Le service des urgences est-il en pleine effervescence durant cette période ?
En effet, nous observons trois pics de fréquentation des malades au Service d’accueil des urgences (SAU) du CHU Ibn Rochd pendant le Ramadan. Le premier pic est diurne, entre 11 h et 13 h. Ceci pourrait être expliqué par les réveils plus tardifs ou le début du travail, décalé d’une heure pendant le Ramadan. Le deuxième pic est observé entre 16 h et 17 h et coïncide avec l’horaire de fin d’activité. Enfin, le troisième pic est nocturne (entre 20 h et 22 h) s’expliquant par la reprise des activités après le ftour.
Quels sont les principaux motifs de consultation ?
Selon une étude réalisée dans le service des urgences du CHU Ibn Rochd de Casablanca, 65% des admissions durant le mois sacré l’étaient pour maladies. Les plus fréquentes étant de loin les maladies cardiovasculaires. Il peut s’agir d’hypertension due aux changements des habitudes alimentaires ou au décalage des prises médicamenteuses. Les accidents vasculaires sont aussi fréquents et sont dus à une augmentation des triglycérides ou du mauvais cholestérol durant cette période (alimentation trop grasse, trop salée ou trop sucrée).
De plus, 18% des admissions pour maladie le sont essentiellement pour colique néphrétique. Celle-ci est, en effet, favorisée par les longs voyages, la restriction hydrique et la chaleur qui coïncide cette année avec la période estivale et chaude. Le changement d’horaire du régime médicamenteux peut provoquer des crises convulsives. En effet, certains traitements devant être pris à heure fixe peuvent diminuer d’efficacité. Par ailleurs, le manque de sommeil, le stress émotionnel et la fatigue sont autant de facteurs déclenchant la crise au cours de ce mois sacré. L’alimentation n’étant pas équilibrée et les repas décalés, beaucoup de patients consultent également pour des pathologies digestives comme la dyspepsie (brûlures d’estomac), la constipation, les hémorroïdes les ulcères…

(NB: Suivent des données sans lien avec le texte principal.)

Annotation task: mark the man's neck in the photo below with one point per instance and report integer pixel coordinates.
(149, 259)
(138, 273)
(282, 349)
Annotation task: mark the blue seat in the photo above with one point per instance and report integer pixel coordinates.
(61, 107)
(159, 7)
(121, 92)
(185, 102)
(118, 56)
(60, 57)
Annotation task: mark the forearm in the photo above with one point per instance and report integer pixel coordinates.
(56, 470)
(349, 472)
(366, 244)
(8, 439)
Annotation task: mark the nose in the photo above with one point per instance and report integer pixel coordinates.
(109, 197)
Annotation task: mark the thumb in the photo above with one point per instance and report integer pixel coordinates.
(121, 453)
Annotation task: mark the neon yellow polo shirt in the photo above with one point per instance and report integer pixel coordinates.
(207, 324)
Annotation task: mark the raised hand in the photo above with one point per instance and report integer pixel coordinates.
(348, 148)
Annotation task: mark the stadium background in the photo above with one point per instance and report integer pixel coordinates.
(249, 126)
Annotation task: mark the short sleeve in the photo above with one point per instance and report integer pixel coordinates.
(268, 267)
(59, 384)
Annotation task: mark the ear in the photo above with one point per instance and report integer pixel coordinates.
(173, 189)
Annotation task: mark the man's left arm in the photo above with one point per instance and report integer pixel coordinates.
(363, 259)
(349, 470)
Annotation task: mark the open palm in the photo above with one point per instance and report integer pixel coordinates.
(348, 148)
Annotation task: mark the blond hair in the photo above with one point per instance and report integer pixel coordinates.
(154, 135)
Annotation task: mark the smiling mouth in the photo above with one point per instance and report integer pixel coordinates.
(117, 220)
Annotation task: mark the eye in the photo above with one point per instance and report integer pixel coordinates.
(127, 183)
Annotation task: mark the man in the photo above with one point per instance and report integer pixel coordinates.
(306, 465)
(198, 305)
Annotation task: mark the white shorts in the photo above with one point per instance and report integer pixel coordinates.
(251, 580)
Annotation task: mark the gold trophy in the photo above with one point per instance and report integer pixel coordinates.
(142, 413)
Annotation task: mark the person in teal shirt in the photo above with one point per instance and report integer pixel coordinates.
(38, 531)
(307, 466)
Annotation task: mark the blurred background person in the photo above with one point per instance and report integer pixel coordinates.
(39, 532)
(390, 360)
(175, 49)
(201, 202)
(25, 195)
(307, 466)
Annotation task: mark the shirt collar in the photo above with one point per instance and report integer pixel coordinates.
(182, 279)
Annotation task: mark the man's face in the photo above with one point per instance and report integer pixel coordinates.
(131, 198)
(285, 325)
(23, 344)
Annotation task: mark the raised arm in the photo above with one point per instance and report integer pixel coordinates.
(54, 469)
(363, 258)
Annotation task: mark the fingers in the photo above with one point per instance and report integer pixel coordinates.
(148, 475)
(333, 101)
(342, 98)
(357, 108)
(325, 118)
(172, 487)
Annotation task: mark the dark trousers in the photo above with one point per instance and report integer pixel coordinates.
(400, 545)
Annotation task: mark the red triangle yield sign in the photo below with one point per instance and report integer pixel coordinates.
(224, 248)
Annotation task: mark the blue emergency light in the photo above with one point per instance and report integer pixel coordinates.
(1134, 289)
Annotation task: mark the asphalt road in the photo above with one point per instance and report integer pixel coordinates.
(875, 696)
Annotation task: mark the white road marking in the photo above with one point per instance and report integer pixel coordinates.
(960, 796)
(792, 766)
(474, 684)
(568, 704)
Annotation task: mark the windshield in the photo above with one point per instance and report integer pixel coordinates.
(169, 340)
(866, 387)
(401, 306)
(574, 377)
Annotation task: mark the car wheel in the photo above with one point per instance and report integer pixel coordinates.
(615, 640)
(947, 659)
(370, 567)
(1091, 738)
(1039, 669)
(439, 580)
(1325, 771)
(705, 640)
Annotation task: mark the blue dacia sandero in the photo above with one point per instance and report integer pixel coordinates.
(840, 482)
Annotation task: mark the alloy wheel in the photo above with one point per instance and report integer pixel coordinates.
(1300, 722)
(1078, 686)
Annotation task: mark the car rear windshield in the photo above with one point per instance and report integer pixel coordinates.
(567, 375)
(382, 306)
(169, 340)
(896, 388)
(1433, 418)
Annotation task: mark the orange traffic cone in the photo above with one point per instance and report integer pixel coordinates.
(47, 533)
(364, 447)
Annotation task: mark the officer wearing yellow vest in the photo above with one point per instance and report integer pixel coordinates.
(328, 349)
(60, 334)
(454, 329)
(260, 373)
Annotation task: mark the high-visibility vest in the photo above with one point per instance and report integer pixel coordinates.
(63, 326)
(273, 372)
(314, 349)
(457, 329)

Enfin, il n’est pas rare de recevoir des patients diabétiques pour complications liés au jeûne : l’hyperglycémie, l’acidocétose diabétique et l’hypoglycémie.
On pourrait être étonné que le stress ou l’irritabilité liés au manque (tabac, drogues, caféine…) ne fasse pas partie des admissions...
On ne consulte pas pour du stress ou de l’irritabilité dans notre service, mais pour leurs conséquences : les violences. Chez nous, elles représentent le deuxième motif des pathologies admises en urgence durant cette période. Ce qui pourrait s’expliquer effectivement par le sevrage tabagique (ou de drogues), la réduction de la consommation d’excitants (café, thé…) et les modifications du rythme de sommeil. Le degré d’irritabilité subit une variation très importante pendant la période du jeûne avec un premier pic la première semaine du Ramadan et un deuxième plus important la quatrième semaine, avec un retour à la normale une semaine après le Ramadan.
Une étude a été réalisée dans notre centre psychiatrique portant sur 100 jeûneurs sains durant six semaines, le résultat de cette étude a montré une différence du degré d’irritabilité dés la première semaine. L’irritabilité est plus élevée parmi la population des fumeurs avec une différence statiquement significative. À noter qu’une étude marocaine a montré que le pic des admissions pour violence est situé entre 17 h et 19 h. Et puisqu’on parle d’irritabilité, autant parler des accidents de la voie publique (AVP), fréquents durant cette période. En effet, nous recevons assez souvent des personnes victimes d’AVP parce qu’un conducteur n’a pas été assez vigilant (diminution des réflexes induite par le jeûne) ou était trop pressé de regagner son foyer en omettant le respect du Code de la route.